The offices of six companies, including BMW, Daimler and VW, were raided yesterday by 50 officials of Germany’s cartel office, which is investigating whether the auto industry has illegally colluded to manipulate steel prices. Board members reacted with the usual shock. They can claim ignorance, but executives are responsible for everything they do – and do not – know.
But targeting the corporate brass is nothing new in Germany. In an interview with Handelsblatt, one of the country’s top defense lawyers accuses state prosecutors of overzealously pursuing businessmen. Looking back on his career, Hanns W. Feigen says, “It wasn’t a daily occurrence to raid the executive floor.” Feigen also finds it problematic that the state legally rewards criminal acts by purchasing stolen financial data. A must-read for any high profile executives out there in hot water.
Today the government will present its budget for 2017. Missing from the calculation will be new debt, which has not happened for 45 years. But parliamentarian Jens Spahn, a member of the ruling Christian Democrats, spills some water into the wine, noting the strong economy and the zero interest rate policy have helped perform a miracle. If he wants to be fair, Finance Minister Wolfgang Schäuble should light a candle today for ECB President Mario Draghi.

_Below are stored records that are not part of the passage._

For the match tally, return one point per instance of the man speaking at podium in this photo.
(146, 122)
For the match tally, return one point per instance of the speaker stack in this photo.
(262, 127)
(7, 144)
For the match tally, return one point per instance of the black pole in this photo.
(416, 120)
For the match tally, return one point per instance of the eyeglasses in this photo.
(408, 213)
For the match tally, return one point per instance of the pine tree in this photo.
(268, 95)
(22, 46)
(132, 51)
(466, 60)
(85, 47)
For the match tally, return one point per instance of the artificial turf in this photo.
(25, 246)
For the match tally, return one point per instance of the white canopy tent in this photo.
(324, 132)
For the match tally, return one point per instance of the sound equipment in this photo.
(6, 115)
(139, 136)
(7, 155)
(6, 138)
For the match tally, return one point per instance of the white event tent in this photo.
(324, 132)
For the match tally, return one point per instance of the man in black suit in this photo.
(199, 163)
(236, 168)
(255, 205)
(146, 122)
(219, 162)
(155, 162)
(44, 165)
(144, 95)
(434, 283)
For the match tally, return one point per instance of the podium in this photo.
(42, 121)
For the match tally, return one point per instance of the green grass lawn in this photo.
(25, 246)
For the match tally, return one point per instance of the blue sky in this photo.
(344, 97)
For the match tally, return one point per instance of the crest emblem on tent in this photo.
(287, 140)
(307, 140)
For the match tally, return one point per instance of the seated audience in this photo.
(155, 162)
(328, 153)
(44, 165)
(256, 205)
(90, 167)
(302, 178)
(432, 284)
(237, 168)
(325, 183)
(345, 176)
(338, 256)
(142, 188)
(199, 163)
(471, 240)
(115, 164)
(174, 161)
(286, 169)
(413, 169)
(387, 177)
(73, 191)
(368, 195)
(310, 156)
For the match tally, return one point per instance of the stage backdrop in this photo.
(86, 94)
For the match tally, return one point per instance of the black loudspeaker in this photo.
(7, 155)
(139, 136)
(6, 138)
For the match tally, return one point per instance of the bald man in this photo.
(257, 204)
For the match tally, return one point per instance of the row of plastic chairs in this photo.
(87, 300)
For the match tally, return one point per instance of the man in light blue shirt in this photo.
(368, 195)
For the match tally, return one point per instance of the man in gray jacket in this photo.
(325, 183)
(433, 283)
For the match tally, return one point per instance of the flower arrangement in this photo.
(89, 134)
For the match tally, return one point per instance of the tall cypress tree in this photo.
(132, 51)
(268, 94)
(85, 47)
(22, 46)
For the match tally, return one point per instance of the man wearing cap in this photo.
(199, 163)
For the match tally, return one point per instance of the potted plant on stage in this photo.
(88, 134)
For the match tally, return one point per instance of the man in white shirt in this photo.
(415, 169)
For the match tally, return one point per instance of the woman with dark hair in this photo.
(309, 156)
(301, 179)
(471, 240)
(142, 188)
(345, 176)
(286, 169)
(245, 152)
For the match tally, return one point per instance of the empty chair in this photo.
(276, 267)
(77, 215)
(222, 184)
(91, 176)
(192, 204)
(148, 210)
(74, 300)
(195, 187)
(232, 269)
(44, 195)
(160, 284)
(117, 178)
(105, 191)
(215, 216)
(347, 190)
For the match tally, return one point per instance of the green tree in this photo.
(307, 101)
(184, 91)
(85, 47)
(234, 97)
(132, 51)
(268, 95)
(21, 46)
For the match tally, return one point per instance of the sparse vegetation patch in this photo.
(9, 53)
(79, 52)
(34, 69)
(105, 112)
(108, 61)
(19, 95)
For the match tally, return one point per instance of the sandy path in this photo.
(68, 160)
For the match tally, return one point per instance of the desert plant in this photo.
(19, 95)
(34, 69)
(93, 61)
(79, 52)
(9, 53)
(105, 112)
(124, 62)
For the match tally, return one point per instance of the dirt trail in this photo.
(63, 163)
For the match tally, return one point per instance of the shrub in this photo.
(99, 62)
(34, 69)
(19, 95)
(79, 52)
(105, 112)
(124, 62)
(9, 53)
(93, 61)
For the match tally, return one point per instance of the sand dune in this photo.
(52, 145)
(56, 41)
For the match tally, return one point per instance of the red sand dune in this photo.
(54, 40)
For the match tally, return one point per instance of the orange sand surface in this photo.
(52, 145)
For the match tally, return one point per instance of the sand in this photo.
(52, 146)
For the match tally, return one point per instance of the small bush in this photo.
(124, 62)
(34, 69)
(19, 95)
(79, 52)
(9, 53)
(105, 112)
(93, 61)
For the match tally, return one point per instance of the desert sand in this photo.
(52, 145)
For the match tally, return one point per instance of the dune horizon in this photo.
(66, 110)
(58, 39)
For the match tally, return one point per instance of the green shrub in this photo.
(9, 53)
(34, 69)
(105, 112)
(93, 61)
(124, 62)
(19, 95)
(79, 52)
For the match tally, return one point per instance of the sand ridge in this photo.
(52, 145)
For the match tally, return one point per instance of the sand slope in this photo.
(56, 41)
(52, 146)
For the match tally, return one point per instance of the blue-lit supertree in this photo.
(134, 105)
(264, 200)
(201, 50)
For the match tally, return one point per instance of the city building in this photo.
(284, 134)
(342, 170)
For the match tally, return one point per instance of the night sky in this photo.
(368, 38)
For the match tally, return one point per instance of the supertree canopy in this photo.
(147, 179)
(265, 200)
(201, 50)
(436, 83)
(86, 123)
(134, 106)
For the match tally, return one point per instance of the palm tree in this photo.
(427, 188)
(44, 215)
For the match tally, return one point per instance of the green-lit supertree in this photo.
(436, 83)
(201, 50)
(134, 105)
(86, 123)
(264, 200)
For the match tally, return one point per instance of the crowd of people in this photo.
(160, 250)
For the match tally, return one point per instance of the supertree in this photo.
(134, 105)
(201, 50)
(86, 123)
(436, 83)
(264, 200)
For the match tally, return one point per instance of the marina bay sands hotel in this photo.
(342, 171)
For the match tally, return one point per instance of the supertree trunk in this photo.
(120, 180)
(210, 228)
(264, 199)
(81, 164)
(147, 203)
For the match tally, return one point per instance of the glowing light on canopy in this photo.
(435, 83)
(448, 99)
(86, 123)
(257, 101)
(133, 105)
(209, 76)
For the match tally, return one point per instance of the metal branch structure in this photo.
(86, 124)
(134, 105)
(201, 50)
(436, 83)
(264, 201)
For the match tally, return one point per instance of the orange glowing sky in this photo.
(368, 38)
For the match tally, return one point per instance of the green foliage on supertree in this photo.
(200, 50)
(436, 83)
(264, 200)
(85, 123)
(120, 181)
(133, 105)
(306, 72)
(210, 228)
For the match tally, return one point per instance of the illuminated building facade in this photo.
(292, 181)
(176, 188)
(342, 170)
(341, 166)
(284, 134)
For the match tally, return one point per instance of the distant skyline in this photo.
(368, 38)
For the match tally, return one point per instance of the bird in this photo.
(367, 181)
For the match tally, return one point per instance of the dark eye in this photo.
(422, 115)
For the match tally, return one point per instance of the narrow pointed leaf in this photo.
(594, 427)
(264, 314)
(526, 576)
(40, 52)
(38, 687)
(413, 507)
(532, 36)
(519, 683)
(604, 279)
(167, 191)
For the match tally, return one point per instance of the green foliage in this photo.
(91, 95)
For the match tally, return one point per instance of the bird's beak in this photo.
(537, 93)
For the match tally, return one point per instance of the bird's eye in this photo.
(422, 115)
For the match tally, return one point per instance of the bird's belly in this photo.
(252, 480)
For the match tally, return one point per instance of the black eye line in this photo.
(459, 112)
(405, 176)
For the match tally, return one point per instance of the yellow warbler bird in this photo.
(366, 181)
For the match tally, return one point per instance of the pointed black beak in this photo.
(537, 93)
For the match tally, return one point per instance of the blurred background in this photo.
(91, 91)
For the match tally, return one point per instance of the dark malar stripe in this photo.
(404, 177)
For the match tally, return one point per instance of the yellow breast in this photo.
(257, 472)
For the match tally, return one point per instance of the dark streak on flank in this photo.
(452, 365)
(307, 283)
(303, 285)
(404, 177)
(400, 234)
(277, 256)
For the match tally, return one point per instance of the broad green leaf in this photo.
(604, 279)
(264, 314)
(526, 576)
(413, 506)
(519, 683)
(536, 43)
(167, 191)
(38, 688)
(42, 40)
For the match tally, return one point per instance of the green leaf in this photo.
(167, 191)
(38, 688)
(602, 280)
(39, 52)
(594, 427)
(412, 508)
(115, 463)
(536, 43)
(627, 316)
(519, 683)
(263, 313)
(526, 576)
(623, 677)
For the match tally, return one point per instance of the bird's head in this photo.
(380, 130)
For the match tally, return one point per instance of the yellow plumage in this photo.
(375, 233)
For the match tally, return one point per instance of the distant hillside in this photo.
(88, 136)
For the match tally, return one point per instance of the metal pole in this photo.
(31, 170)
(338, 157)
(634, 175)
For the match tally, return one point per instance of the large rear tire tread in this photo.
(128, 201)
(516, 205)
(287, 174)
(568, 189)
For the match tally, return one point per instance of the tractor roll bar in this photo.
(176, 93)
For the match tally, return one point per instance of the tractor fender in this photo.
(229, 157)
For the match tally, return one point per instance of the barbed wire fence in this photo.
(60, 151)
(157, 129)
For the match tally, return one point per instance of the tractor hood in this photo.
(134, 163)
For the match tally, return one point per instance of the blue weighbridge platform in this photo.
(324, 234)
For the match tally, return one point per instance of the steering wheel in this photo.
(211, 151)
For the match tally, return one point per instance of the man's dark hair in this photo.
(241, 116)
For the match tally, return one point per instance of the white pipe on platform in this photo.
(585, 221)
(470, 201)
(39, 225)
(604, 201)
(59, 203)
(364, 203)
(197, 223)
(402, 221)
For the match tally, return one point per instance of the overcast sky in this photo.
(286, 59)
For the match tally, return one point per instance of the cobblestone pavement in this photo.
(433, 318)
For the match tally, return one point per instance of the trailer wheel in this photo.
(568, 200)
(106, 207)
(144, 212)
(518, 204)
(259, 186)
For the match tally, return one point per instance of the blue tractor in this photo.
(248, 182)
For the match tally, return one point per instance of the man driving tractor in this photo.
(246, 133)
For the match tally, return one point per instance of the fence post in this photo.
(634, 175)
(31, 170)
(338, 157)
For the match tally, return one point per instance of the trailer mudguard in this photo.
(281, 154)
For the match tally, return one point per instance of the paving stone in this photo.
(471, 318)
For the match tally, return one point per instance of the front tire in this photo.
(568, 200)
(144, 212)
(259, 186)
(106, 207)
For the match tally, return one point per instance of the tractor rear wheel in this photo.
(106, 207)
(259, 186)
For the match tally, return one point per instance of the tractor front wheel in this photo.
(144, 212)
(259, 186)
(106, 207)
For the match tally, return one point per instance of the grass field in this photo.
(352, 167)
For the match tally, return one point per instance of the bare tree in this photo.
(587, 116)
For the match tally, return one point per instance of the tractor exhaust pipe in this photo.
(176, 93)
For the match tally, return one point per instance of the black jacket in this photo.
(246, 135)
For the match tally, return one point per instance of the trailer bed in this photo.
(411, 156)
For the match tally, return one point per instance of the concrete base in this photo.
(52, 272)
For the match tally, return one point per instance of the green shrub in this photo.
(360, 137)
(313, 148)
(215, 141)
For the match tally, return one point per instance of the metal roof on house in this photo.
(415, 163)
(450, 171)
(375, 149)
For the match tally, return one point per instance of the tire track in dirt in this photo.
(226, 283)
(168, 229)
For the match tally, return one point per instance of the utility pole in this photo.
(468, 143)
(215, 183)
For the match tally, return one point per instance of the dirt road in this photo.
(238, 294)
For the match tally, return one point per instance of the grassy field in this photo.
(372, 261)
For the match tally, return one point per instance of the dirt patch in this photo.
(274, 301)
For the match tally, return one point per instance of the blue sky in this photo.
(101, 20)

Nuclear power may already be consigned to German history, but the headache of storing it safely will last generations. A special commission charged with ascertaining a final resting place for atomic garbage released a report yesterday outlining the requirements for finding a permanent disposal site. What do the 700 pages conclude after the 2-year investigation?
It’s time for Jean-Claude Juncker to read between the lines. In a rebuff to the commission president, Brussels has decided to hold a vote to ratify the proposed free trade agreement with Canada. Juncker had tried to shirk the democratic process by having it ratified without a popular vote, but E.U. national governments had their say. Sometimes you get the feeling Juncker is only there because people were too busy to show him the door.
Europe’s largest economy is run by a woman, so is the IMF, and the U.S. and U.K. look poised to welcome female bosses within the year. Hillary Clinton is ahead in the polls, and yesterday, Theresa May, Britain’s home secretary, won the first round of voting for leadership of the Conservative Party, making her the favorite to become prime minister in September. Looks like a new dawn for the power woman.